There are a few reasons why Tampa Bay is such a prime spot, Watson says. Tampa International Airport, with its expanded roster of airlines and destinations, makes shipping manageable to almost anywhere. Tampa's temperatures rarely dip below 32 degrees, a plus if you're working with ponds. And the water table near the bay is perfect - start digging anywhere around here and your hole will flood.
The water might come easy. But there are a host of challenges facing a small producer like Carter.
The industry is just not growing the way it should, he says. Domestic farmers are forced to compete with cheaper foreign imports and to sell to a pet store industry dominated by Wal-Martesque megastores like PETCO. "The price of fish hasn't changed," Carter says. "But the price for everything else has gone up." Even fish food costs more these days.
Carter also has to contend with otters, turtles, snakes, birds and a slew of other predators who might stumble upon one of his 40,000-gallon ponds and have a feast. "Everything eats fish," he says with a laugh. "Even people."
(Carter says he's happy raising animals that are going to be put in living rooms and admired, not in dining rooms and devoured.)
But the biggest threat facing the industry is the rapid development of rural Hillsborough County. Not only are land prices going up, Watson says, but an already tight water situation in the area is becoming even more dire. "Most businesses want to grow," Watson says. "But you can't grow if there's no more land or water."
"With the developers doing what they're doing out here - it's kind of like a dying industry," says Carter as he gives a tour of his farm. The ponds don't look like much - even though the water is meticulously maintained, the pools are set right into the earth and their surfaces stay murky. Carter can pack between 2,000 and 5,000 fish into a pond, but they tend to hang out on the bottom, out of sight.

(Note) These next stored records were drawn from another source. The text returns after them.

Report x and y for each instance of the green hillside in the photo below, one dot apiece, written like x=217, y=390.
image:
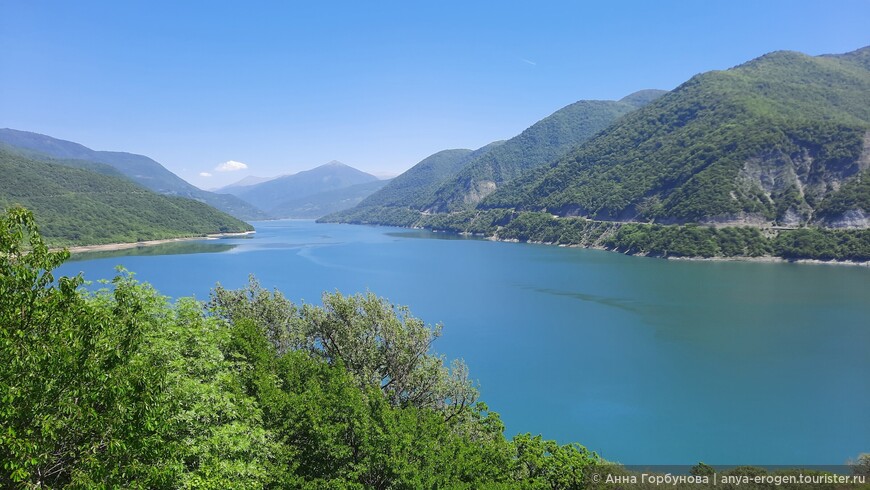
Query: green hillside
x=137, y=168
x=412, y=190
x=277, y=195
x=768, y=142
x=540, y=144
x=74, y=206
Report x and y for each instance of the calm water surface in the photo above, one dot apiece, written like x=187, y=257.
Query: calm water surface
x=645, y=361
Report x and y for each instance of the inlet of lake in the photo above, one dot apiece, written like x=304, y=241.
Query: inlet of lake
x=645, y=361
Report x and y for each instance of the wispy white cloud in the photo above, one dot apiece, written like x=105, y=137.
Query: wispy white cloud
x=231, y=166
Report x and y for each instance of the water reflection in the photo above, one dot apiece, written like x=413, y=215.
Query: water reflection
x=173, y=248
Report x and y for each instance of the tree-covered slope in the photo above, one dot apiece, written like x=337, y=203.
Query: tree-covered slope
x=540, y=144
x=769, y=141
x=75, y=206
x=138, y=168
x=271, y=194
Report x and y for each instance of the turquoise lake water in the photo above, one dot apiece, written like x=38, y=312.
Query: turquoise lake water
x=645, y=361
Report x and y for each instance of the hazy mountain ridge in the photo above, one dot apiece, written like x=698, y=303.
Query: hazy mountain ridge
x=324, y=203
x=137, y=168
x=76, y=206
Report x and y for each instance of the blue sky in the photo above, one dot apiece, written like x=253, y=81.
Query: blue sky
x=379, y=85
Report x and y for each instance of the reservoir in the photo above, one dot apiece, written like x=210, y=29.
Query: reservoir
x=645, y=361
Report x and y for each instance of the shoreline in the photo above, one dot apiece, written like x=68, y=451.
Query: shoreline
x=770, y=259
x=147, y=243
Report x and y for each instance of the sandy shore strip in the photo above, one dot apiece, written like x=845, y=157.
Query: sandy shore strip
x=147, y=243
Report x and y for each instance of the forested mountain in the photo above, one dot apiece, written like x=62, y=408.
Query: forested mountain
x=540, y=144
x=278, y=195
x=783, y=139
x=245, y=182
x=416, y=187
x=138, y=168
x=76, y=206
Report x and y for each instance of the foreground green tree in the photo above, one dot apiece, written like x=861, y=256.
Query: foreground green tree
x=79, y=404
x=121, y=388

Once his crop is at full size and ready to sell, Carter moves the fish into large cement basins in greenhouses to sort and pack them. Burial vaults purchased from a funeral supplier, the makeshift tanks are bland and gray - a stark contrast to the colorful creatures swimming inside them. The greenhouses are a mess of mud, tanks, PVC piping and elaborate filtration systems that look like a ramshackle chemistry project to an outsider. Every tank, every pipe, every fish has to be monitored daily.
Jeff Carter sells between 15,000 and 20,000 fish a week. The summer's a time to reload - to pump the ponds and breed as many fish as he can. The stock needs to be ready for winter, when folks up north will be snowed in and pining for something colorful to look at.
When some brave New Yorker does step into the cold and head to the pet store next December, she'll pick between angelfish and danios, barbs and tetras. The tanks will say the fish came from Asia, the Caribbean - or some other exotic place that sounds appealing after a morning of shoveling the sidewalk.
But, chances are, the label refers to the species' origin, not where the fish was born and raised.
"[If] it says it came from Sumatra," Carter laughs, "it came from Hillsborough County."